Getting Started

Table of Contents
Part 1: Concepts
- Introduction
- What is train data?
- Why do we need to balance train data?
- What does "balancing data" actually look like in practice?
- Do we also need to balance test data?
- Evaluation metrics for imbalanced test data
Part 2: Code
- Setup
- Initial feature engineering
- Model purpose transformation
- Addressing categorical features
- Train test split
- Data balancing
- Models
- What if we balance the test data?
- Conclusion
- Resources
Part 1: Concepts
1. Introduction
The goal of this post is to teach python programmers why they must have balanced data for model training and how to balance those data sets. Often times, in machine learning classification problems, models will not work as well and be incomplete without performing data balancing on train data. This post will serve as an end-to-end guide for solving this problem.
2. What is train data?
Before running a model, you need to fit the model on a set of data that is distinct from the data you test it on. In other words, if you create a model based on one pool of data and run that same pool of data back through the model, and the model performs well, you likely haven’t built anything exciting or proven anything. Therefore, a common way to generate extra data is to cut off a random segment of the total data, and use the remaining data for model training and go back to the cut off (and smaller) set of data for model validation purposes.

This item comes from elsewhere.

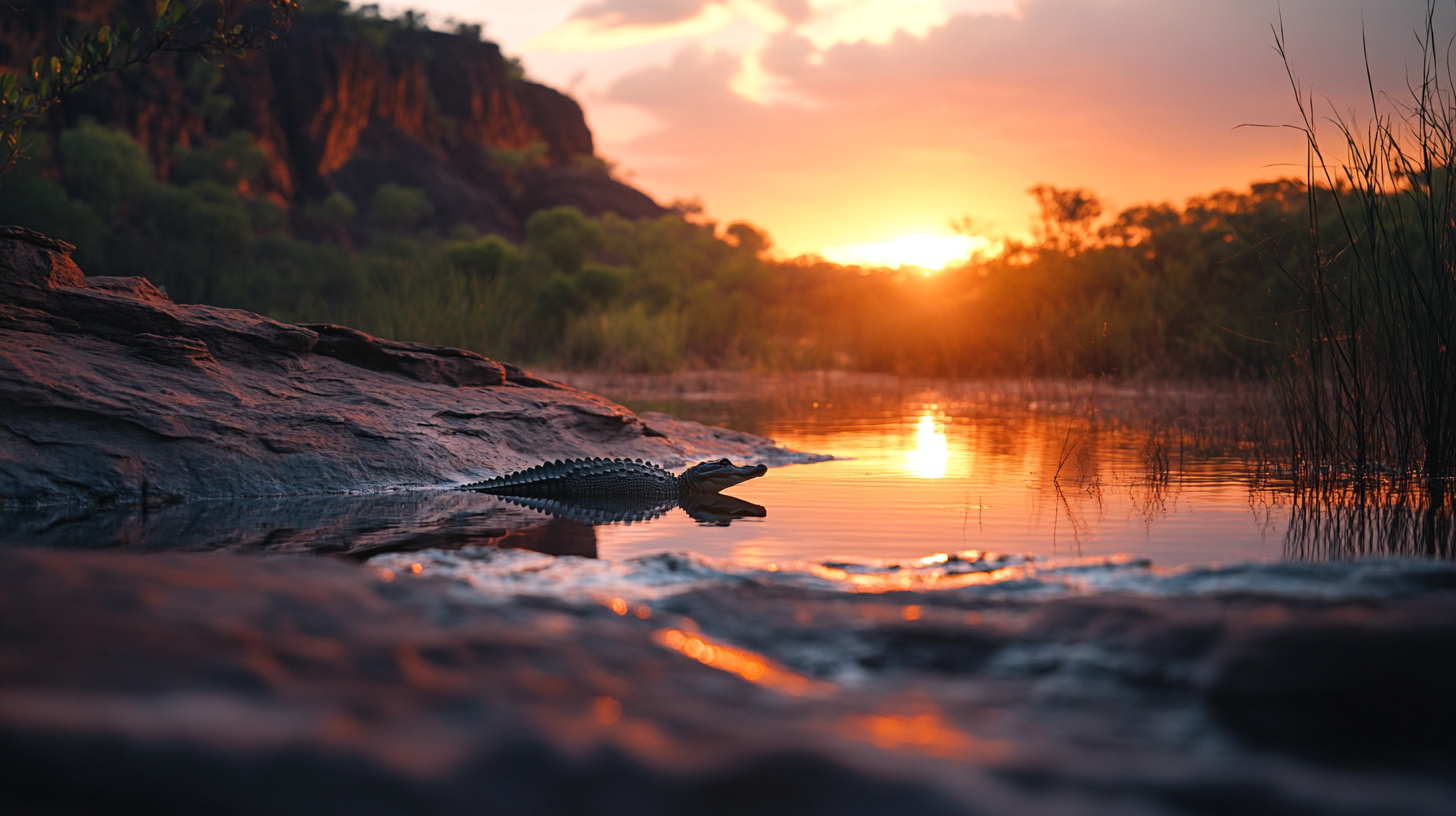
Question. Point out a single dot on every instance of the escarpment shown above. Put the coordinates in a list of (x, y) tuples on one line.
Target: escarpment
[(348, 104)]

3. Why do we need to balance train data?
I am a strong believer in using extreme examples to prove points. In this case, I’d like to provide the following example to demonstrate why data balance matters in classification algorithms: say you are trying to predict whether a certain disease is likely to occur for a given person. Let’s focus on the output here, meaning the y-value we are trying to predict via our numerous features. Make up all the features you want to use as they won’t matter in a second. If we had 500 data points and 499 showed healthy people while 1 showed a diseased person and our model had 100% accuracy… well it doesn’t prove a whole lot. In fact, it proves just as much as a 99.99% accurate model where the one error was in the diseased person predicted as healthy. Having a 499-to-1 distribution of data points just doesn’t cut it as we don’t have the required level of data to develop an understanding of what may lead to disease. Balancing data gives us the same amount of information to help predict each class and therefore gives a better idea of how to respond to test data.

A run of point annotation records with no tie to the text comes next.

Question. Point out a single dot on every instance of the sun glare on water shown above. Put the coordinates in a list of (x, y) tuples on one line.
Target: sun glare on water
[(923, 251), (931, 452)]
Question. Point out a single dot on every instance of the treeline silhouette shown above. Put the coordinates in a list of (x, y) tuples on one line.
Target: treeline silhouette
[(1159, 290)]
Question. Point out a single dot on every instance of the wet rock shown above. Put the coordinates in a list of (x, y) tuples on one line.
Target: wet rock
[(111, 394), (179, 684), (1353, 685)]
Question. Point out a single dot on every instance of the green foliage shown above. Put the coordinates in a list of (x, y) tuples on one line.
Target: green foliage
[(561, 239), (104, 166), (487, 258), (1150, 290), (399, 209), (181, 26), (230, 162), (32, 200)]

4. What does "balancing data" actually look like in practice?
There are a couple ways to think through balancing data. I will talk about three in particular. I’ll start by discussing the ideas here and later share the coding process.
Example data:
10 rows of data with label A.
12 rows of data with label B.
14 rows of data with label C.
Method 1: Under-sampling; Delete some data from rows of data from the majority classes. In this case, delete 2 rows resulting in label B and 4 rows resulting in label C.
Limitation: This is hard to use when you don’t have a substantial (and relatively equal) amount of data from each target class.

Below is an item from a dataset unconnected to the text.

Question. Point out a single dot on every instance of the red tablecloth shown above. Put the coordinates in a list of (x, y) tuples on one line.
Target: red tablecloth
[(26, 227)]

Method 2: Copy rows of data resulting minority labels. In this case, copy 4 rows with label A and 2 rows with label B to add a total of 6 new rows to the data set.
Limitation: I think the limitation here is pretty clear. All you are really doing is copying current data and you don’t really present anything new. You will get better models, though.
Method 3: (SMOTE – Synthetic Minority Oversampling Technique) Synthetically generate new data based on implications of old data. Basically, instead of deleting or copying data, you use the current inputs to generate new input rows that are unique but will have a label based on what the original data implies. In the case above, one simple way to think of this idea would be to add 4 rows with label A to the data where the inputs represent total or partial similarities in values to current input features. Repeat this process for 2 rows of label B as well.
Limitation: If two different class labels have common neighboring examples, it may be hard to generate accurate data representing what each unique label may look like from the input side and therefore SMOTE struggles with higher dimensionality data (Lusa, L and Blagus, R, 2013).
5. Do we also need to balance test data?
Usually, this is something we don’t do. You can sometimes upsample test data anyway just to see if your model works well on minority classes as well. What’s most important to keep in mind is that you don’t want to upsample data and only then do a data split into train and test set. This will likely result in having elements of train data copied perfectly into test data and artificially boost your model scores. The only time you would ever upsample test data is after a data split, just like you only perform data balancing on train data.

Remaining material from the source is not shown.